Os consultores da LCA esperavam um aumento de 4,9% na comparação anual - inferior aos 5,3% anunciados - e de 0,4% em relação a agosto no volume de vendas do comércio varejista restrito - que não inclui veículos, peças e material de construção.
Apesar desse resultado positivo, os consultores mantiveram em 6,8% a projeção para o crescimento do volume de vendas do varejo restrito de 2011, com desaceleração em relação à alta de 10,9% em 2010. Já em 2012, a LCA espera um aumento do crescimento nas vendas em 6%.
Crescimento, mas com desaceleração
O analista Flávio Combat, da Concórdia, destaca como maiores contribuições para o comércio varejista o setor de móveis e eletrodométicos, que registrou um aumento de 16,5% no volume de vendas na comparação com igual período de 2010. Já no acumulado do ano, o crescimento foi de 17,9%.
"O resultado decorre do aumento do poder de compra dos consumidores, - com expansão da renda real - da expansão do crédito para o consumo e da redução dos preços dos produtos eletroeletrônicos", afirma Combat. No entanto, o analista ressalta que o mercado doméstico passa por um período acomodativo, com desaceleração do crescimento do volume de vendas na passagem do segundo para o terceiro trimestre, de 7,8% para 6,2%.

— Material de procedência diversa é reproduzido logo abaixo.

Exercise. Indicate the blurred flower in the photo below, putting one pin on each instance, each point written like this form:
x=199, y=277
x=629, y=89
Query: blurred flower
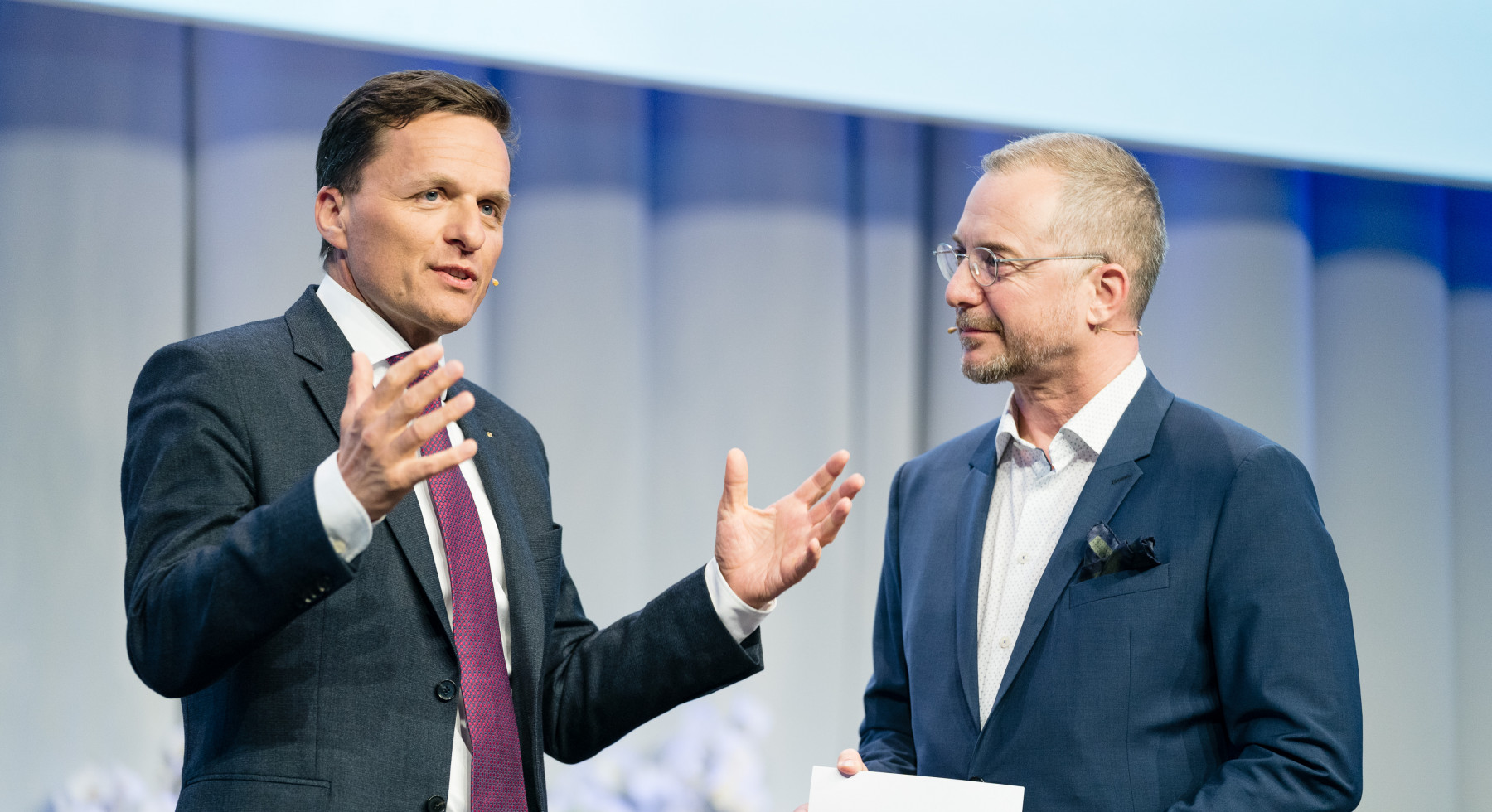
x=710, y=763
x=119, y=789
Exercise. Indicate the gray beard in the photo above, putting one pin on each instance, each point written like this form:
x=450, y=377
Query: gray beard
x=1021, y=357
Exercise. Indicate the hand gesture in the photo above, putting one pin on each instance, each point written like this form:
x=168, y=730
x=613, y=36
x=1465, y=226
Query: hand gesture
x=382, y=428
x=764, y=551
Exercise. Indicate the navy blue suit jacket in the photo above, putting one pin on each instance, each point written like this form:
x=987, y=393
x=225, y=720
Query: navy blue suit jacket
x=309, y=683
x=1223, y=678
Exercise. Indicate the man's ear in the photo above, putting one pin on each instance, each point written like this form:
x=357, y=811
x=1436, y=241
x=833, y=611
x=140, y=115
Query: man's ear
x=1111, y=302
x=332, y=217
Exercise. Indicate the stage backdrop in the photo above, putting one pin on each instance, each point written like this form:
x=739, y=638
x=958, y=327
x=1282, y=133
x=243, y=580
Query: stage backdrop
x=682, y=275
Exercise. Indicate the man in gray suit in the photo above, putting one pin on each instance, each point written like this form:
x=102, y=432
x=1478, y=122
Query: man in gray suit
x=342, y=556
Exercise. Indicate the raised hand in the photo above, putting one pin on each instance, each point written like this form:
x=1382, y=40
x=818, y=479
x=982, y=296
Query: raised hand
x=382, y=428
x=764, y=551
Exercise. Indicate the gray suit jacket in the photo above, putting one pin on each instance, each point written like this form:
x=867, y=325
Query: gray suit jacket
x=309, y=683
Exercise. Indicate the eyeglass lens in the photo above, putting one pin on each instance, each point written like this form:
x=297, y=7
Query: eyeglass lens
x=981, y=263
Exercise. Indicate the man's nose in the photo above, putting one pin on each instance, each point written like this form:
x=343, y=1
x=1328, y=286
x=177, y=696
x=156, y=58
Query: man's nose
x=464, y=227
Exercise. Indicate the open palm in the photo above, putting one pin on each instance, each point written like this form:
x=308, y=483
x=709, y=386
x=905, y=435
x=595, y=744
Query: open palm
x=763, y=551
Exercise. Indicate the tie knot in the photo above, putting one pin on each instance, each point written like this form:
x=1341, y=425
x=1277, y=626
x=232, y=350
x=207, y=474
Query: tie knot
x=399, y=357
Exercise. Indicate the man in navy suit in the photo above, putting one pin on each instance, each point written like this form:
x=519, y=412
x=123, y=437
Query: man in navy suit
x=341, y=554
x=1109, y=596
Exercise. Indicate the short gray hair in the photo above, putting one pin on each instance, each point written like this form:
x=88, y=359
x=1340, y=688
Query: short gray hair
x=1109, y=203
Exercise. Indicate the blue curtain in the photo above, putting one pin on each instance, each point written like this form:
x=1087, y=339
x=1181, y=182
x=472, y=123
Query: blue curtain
x=685, y=273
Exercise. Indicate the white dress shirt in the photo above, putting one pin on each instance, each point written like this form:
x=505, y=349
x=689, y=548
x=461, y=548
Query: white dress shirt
x=351, y=532
x=1029, y=506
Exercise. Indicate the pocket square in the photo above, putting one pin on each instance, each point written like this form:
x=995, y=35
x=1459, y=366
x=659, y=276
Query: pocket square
x=1106, y=554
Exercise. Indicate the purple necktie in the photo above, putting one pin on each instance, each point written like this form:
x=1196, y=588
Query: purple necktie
x=497, y=765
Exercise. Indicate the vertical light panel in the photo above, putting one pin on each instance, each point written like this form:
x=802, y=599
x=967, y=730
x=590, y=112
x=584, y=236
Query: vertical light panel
x=564, y=331
x=1230, y=321
x=888, y=266
x=260, y=108
x=749, y=326
x=1469, y=268
x=1383, y=463
x=91, y=269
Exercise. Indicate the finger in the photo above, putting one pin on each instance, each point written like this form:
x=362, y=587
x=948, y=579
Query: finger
x=850, y=763
x=421, y=428
x=418, y=398
x=822, y=480
x=418, y=469
x=403, y=374
x=736, y=475
x=360, y=385
x=828, y=529
x=846, y=490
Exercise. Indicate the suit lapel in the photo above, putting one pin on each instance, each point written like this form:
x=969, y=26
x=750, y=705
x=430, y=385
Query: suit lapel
x=524, y=594
x=1111, y=481
x=318, y=339
x=973, y=512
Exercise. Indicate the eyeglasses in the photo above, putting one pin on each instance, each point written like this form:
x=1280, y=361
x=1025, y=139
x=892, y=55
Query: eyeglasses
x=985, y=268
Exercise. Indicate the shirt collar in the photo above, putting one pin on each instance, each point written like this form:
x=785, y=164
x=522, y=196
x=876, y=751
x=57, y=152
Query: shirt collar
x=1091, y=426
x=365, y=329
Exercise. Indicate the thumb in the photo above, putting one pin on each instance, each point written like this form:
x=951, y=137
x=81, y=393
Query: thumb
x=734, y=495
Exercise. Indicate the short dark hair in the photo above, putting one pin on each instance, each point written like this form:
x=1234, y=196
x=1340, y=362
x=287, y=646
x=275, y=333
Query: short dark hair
x=388, y=102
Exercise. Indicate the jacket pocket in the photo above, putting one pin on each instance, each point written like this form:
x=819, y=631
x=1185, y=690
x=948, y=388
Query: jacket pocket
x=253, y=791
x=1119, y=584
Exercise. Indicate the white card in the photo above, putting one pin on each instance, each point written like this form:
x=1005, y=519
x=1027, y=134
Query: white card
x=830, y=791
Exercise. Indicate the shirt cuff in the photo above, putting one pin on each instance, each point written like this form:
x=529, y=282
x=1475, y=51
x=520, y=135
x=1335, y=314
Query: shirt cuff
x=342, y=515
x=739, y=616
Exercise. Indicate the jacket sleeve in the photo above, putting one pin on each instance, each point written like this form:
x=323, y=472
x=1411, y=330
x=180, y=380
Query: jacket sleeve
x=1283, y=646
x=211, y=569
x=602, y=684
x=885, y=735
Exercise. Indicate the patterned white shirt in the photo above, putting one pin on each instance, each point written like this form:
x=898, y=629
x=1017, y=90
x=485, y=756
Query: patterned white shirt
x=1029, y=506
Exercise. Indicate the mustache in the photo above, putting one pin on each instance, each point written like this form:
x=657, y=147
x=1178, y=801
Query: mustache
x=969, y=321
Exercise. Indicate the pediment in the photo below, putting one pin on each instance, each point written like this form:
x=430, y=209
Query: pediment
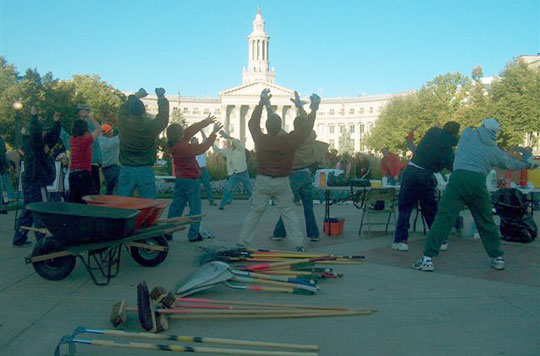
x=255, y=88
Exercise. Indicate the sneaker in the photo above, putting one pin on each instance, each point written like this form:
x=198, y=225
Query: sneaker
x=444, y=246
x=400, y=246
x=498, y=263
x=424, y=264
x=24, y=244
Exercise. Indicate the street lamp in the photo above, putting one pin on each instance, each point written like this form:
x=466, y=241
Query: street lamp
x=18, y=106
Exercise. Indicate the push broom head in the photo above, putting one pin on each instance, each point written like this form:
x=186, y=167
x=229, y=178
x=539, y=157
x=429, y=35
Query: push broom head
x=118, y=313
x=145, y=309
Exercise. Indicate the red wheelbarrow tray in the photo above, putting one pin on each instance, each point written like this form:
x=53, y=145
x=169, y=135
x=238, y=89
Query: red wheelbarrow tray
x=73, y=224
x=145, y=206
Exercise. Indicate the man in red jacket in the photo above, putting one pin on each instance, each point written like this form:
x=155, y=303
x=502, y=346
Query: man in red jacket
x=390, y=166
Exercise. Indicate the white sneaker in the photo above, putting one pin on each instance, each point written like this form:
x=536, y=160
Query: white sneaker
x=400, y=246
x=498, y=263
x=424, y=264
x=444, y=246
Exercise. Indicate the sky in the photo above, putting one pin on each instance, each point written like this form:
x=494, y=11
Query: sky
x=335, y=48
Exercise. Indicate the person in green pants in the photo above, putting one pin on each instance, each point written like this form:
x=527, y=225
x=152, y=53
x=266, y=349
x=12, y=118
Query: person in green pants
x=476, y=155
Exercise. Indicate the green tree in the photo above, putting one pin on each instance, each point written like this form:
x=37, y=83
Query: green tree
x=515, y=97
x=103, y=99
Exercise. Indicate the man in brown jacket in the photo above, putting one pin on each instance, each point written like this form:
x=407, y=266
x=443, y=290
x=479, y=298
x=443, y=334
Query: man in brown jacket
x=275, y=156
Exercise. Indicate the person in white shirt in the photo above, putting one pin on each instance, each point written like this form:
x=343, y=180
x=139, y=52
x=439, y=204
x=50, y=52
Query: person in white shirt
x=235, y=154
x=205, y=176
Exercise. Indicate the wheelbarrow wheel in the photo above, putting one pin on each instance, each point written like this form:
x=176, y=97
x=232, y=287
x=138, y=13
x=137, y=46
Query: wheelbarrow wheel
x=54, y=269
x=150, y=258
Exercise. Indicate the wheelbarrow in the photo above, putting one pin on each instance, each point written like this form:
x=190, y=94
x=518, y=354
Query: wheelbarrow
x=96, y=235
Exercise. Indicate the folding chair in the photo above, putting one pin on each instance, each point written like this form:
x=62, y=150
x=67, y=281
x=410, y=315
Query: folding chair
x=388, y=195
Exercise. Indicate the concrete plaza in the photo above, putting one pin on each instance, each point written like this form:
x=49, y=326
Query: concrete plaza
x=463, y=308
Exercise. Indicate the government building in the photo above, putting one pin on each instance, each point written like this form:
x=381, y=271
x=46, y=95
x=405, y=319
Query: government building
x=351, y=116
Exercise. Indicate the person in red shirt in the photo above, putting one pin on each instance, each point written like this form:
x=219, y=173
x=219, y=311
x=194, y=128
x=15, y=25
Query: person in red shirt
x=390, y=166
x=187, y=188
x=80, y=169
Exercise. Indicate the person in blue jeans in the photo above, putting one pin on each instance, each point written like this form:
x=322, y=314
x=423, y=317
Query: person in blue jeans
x=309, y=153
x=205, y=176
x=187, y=188
x=235, y=155
x=138, y=144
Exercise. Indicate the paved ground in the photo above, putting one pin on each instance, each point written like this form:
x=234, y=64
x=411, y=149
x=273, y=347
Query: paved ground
x=463, y=308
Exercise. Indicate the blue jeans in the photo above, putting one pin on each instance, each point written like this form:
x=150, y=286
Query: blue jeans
x=7, y=186
x=234, y=180
x=187, y=191
x=301, y=185
x=141, y=178
x=33, y=193
x=111, y=174
x=205, y=180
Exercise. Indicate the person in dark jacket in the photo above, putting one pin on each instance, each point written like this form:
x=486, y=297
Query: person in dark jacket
x=434, y=153
x=138, y=144
x=38, y=172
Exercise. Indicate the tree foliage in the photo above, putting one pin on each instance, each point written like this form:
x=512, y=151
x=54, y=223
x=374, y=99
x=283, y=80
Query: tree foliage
x=512, y=98
x=51, y=95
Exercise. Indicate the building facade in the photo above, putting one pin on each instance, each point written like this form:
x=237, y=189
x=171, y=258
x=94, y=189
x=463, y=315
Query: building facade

Combat também afirma que, em relação ao trimestre anterior, o período de julho a setembro registrou redução no volume de vendas em nove das dez atividades pesquisadas. O volume de vendas do comércio varejista ampliado - que inclui veículos, peças e material de construção - teve aumento na comparação com agosto, mas também se desacelerou quando comparado ao segundo trimestre, passando de 11,4% para 5,8%.
Já para os analistas Marcos Fernandes e Constantin Jancso, do HSBC, a economia está perdendo momentum, mas aparentemente não tão rápido quanto o consenso do mercado acredita.
Corte na Selic e expectativas de crescimento do PIB
Portanto, para o HSBC os dados apresentados são consistentes com o a política do BC em manter o passo do afrouxamento monetário em 50 pontos-base na taxa Selic por reunião do Copom (Comitê de Política Monetária). Desta forma, a demanda dos consumidores irá apresentar manutenção frente às atuais condições da economia, frisam em relatório.
Os analistas do banco afirmam ainda que a pesquisa de setembro sugere que o Brasil poderá evitar uma contração do PIB no terceiro trimestre em relação ao segundo ao avançar 0,1%. Na comparação com o mesmo período de 2010 a expectativa é de uma alta de 2,6%.
Já para os analistas da LCA, as evidências cada vez mais fortes de desaceleração da economia brasileira e o cenário negativo internacional aumentam a chance de o Banco Central realizar um corte mais rápido da taxa Selic.